Un come-back au bout de... 35 années d'activité ! A 66 ans et après des années d'une disette difficile à vivre pour la chanteuse (d'un point de vue très pragmatique, particulièrement), Georgette Lemaire fait son grand retour sur le devant de la scène.
Repérée aux puces de Saint-Ouen alors qu'elle avait une vingtaine d'années, révélée par la Star Ac' de l'époque (Le jeu de la chance) et starisée aux côtés des plus grands (Brassens, Barrière, Macias), Georgette Lemaire avait eu du mal à rester sous les feux de la rampe, y compris après avoir été faite chevalier des arts et des lettres en 1986 et après que Spielberg eut utilisé Des millions d'amoureux pour Munich.

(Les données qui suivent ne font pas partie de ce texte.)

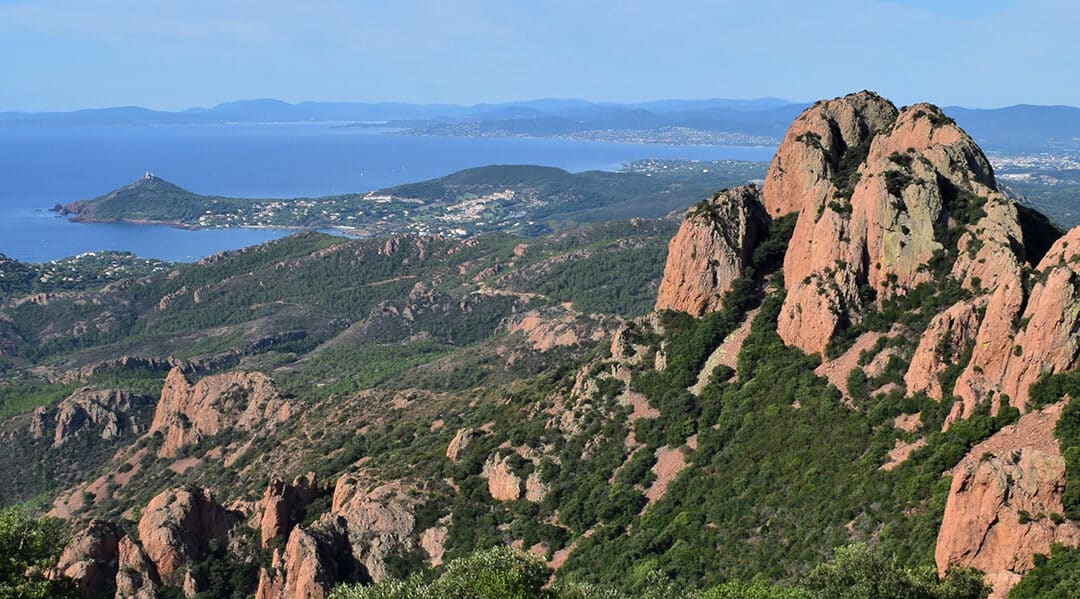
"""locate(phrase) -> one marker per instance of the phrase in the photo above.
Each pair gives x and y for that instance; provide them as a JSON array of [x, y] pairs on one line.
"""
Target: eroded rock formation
[[711, 249], [178, 527], [283, 506], [882, 222], [111, 412], [1004, 504], [1025, 336], [90, 558], [188, 412]]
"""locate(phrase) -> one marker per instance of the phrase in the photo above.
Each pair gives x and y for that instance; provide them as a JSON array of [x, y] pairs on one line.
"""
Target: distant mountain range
[[760, 121]]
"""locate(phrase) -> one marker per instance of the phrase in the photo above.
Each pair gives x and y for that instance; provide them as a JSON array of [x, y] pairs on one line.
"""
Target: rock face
[[137, 577], [502, 484], [113, 412], [379, 521], [283, 506], [188, 412], [177, 528], [90, 558], [948, 336], [711, 249], [871, 230], [351, 543], [461, 440], [814, 145], [1003, 492], [1025, 336]]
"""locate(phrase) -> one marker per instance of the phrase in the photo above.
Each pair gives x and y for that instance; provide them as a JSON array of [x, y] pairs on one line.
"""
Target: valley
[[852, 377]]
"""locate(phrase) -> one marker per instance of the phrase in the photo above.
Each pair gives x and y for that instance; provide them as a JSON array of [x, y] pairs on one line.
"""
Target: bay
[[42, 166]]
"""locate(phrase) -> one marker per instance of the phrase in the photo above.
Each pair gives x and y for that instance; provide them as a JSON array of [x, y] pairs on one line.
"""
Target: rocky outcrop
[[1025, 336], [873, 230], [178, 527], [814, 146], [948, 336], [711, 249], [379, 521], [502, 484], [351, 543], [137, 577], [111, 412], [188, 412], [1004, 503], [460, 443], [90, 558], [283, 506]]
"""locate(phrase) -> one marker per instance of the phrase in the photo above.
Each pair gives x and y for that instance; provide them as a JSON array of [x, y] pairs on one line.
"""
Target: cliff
[[713, 246], [1004, 504]]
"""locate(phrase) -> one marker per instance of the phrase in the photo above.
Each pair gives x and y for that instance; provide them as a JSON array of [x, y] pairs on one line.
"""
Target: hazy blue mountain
[[1024, 127]]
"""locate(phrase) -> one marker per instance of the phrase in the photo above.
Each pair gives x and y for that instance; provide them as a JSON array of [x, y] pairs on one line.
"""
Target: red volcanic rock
[[379, 521], [188, 412], [90, 558], [1003, 492], [1023, 338], [711, 249], [502, 484], [948, 335], [878, 242], [177, 528], [137, 577], [283, 506], [811, 150]]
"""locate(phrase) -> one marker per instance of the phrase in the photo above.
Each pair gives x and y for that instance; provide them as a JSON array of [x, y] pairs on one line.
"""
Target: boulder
[[188, 412], [1003, 501], [137, 577], [283, 506], [91, 557], [178, 527]]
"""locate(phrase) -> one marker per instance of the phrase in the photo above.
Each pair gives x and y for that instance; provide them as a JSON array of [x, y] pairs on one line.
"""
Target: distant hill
[[759, 121], [521, 199]]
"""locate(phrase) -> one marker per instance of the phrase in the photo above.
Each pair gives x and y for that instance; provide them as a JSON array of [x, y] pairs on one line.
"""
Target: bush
[[28, 547], [496, 573]]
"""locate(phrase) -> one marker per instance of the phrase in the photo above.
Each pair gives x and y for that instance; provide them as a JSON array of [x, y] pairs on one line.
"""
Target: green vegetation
[[1053, 577], [847, 176], [1050, 390], [854, 572], [85, 271], [520, 199], [21, 397], [28, 548]]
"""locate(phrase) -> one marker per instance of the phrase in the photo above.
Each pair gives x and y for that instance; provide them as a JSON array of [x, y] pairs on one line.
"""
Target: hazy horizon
[[64, 55]]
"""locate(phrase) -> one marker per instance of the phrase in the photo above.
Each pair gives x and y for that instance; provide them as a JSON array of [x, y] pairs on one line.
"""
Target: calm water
[[41, 166]]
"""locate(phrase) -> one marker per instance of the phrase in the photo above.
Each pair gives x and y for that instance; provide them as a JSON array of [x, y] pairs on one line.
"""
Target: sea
[[41, 166]]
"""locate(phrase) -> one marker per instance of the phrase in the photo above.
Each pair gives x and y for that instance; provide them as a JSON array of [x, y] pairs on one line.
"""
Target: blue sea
[[42, 166]]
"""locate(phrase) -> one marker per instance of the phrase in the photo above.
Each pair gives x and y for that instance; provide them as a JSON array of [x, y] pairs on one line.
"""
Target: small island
[[515, 199]]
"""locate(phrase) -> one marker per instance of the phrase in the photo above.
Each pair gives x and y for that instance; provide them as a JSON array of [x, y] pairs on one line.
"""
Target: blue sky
[[66, 54]]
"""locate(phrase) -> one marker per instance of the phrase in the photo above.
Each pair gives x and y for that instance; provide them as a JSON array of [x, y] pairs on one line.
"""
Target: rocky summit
[[859, 373]]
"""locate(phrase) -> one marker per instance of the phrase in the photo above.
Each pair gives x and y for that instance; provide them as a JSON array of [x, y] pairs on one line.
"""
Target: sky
[[70, 54]]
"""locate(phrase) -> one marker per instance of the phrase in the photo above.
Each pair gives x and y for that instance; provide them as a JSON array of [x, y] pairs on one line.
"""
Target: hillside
[[514, 199], [851, 381]]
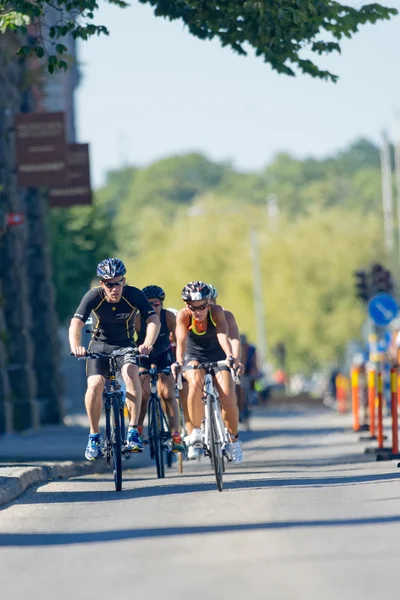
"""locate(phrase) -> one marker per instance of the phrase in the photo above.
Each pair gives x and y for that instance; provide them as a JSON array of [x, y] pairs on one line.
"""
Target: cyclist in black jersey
[[161, 356], [114, 306], [202, 335]]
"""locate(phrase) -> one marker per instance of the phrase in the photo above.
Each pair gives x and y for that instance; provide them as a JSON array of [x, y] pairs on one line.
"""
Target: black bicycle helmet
[[110, 268], [154, 291], [196, 290], [213, 291]]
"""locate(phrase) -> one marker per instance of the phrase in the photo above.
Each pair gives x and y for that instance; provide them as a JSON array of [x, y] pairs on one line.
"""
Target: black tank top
[[204, 345], [162, 343]]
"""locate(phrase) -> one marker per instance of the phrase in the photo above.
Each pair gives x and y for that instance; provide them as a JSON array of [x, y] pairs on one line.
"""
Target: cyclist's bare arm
[[75, 337], [234, 336], [181, 333], [222, 329], [171, 324], [137, 322]]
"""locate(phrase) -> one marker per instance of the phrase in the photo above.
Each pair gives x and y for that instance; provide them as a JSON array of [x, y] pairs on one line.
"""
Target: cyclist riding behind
[[113, 305], [161, 356], [202, 335]]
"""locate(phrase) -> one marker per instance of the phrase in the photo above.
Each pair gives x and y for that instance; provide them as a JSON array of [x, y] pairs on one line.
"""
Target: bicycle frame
[[209, 391], [159, 434]]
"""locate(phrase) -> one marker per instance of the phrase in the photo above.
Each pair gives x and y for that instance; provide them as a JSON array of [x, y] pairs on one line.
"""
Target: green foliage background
[[187, 217]]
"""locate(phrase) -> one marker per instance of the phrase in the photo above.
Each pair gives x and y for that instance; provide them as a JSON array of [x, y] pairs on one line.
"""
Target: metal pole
[[397, 172], [387, 199], [257, 294]]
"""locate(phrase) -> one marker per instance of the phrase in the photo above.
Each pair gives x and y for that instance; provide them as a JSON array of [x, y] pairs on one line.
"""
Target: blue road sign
[[382, 309]]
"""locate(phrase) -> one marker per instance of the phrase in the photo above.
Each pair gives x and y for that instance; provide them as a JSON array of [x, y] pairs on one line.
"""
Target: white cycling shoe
[[237, 452], [195, 444]]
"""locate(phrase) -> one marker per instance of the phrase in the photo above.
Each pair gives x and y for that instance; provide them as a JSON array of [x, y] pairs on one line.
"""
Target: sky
[[150, 90]]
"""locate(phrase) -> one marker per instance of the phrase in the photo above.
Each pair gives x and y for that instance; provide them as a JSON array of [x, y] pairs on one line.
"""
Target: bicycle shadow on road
[[59, 539], [168, 489]]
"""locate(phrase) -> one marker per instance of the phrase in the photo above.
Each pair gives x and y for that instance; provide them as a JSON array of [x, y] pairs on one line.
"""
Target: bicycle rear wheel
[[117, 443], [216, 449], [155, 435]]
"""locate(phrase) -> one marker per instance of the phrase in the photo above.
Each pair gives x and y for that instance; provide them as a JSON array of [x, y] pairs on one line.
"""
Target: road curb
[[21, 478]]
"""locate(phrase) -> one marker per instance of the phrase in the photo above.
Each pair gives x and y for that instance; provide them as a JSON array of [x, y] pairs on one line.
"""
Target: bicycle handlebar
[[151, 371], [206, 366], [115, 354]]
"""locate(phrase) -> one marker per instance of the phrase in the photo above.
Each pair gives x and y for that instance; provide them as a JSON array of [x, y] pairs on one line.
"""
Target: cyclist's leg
[[133, 398], [183, 395], [130, 374], [230, 411], [195, 381], [96, 372], [93, 401], [145, 383]]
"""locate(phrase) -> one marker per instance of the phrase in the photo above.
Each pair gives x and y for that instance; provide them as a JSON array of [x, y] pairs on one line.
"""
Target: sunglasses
[[111, 285], [195, 308]]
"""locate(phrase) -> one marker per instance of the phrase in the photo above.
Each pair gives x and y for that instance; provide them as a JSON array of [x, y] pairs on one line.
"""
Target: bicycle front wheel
[[216, 450], [117, 443]]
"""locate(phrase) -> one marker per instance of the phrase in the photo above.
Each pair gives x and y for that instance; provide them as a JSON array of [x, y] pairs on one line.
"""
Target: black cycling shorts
[[162, 361], [100, 366]]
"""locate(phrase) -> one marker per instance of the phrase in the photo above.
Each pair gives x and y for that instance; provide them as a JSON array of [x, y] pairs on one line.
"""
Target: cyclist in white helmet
[[202, 335]]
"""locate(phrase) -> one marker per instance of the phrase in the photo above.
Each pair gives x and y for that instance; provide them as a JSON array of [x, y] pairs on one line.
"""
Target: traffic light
[[381, 279], [279, 351], [362, 285]]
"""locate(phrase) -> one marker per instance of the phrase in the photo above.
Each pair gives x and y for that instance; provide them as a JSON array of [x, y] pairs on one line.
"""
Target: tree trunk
[[44, 328], [13, 266]]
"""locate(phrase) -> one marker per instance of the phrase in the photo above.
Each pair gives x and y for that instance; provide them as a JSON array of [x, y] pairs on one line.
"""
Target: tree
[[285, 33]]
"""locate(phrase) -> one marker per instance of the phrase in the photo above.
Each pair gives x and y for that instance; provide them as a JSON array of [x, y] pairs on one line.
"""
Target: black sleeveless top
[[203, 345], [162, 343]]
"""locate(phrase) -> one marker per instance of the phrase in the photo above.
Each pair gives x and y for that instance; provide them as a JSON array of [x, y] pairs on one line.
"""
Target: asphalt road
[[307, 515]]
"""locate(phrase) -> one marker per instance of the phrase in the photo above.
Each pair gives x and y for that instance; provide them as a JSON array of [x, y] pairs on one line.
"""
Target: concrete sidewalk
[[52, 452]]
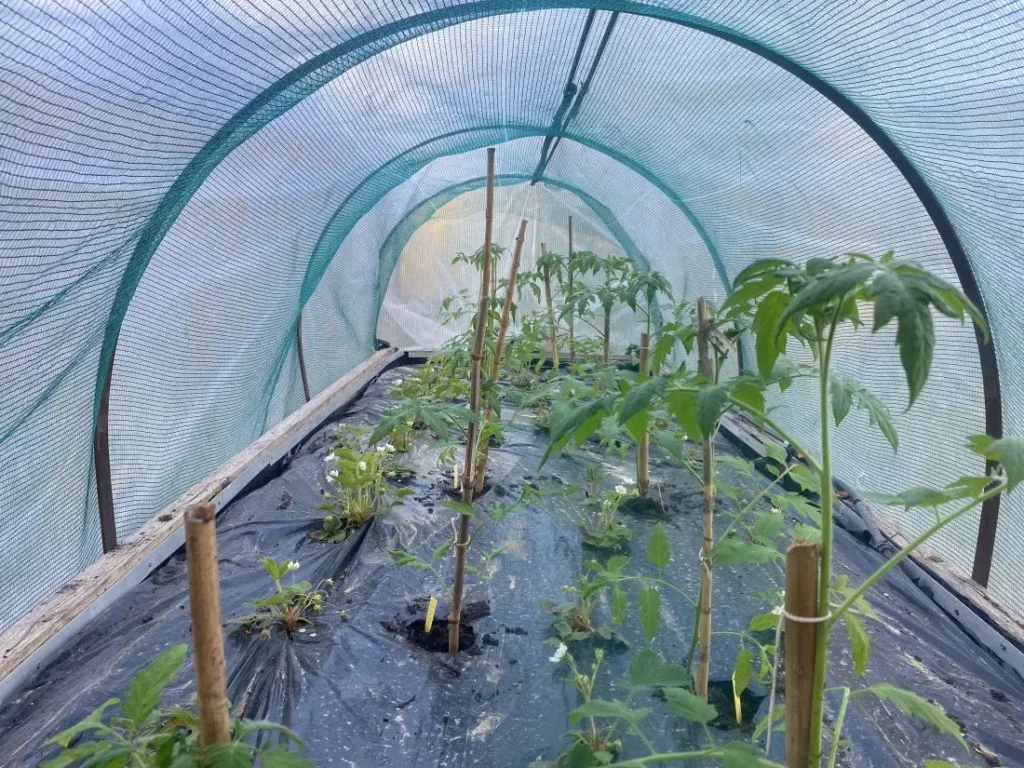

Outre un album entièrement inédit paru le mois dernier, Inoubliable, elle se rappellera également à notre bon souvenir sur scène au sein de la tournée des idoles 2010, Age tendre et têtes de bois, indique France-Soir. Une autobiographie devrait également voir le jour prochainement.
A l'occasion de son retour dans la lumière, elle s'est exprimée auprès du quotidien régional Nord Eclair. Morceaux choisis :
A propos de sa participation au Jeu de la Chance en 1965 : "Une dame de l'émission m'a appelée pour me dire que j'avais gagné, que j'avais reçu le plus grand nombre de lettres, mais elle a ajouté qu'il fallait que je laisse ma place. C'est après que j'ai compris. M.M. (elle ne prononce pas son nom, ndlr) avait un agent, Johnny Starck, et celui-ci a fait pression. Ce mec a foutu ma vie en l'air, je n'ai pas travaillé pendant des années à cause de lui. Sitôt que j'étais dans la lumière, il faisait barrage. Il avait beaucoup de pouvoir dans le métier. Un jour, Eddy Marouani m'a invitée à une représentation. On a pris notre carton et on nous a mis au dernier rang parce que M.M. était dans la salle."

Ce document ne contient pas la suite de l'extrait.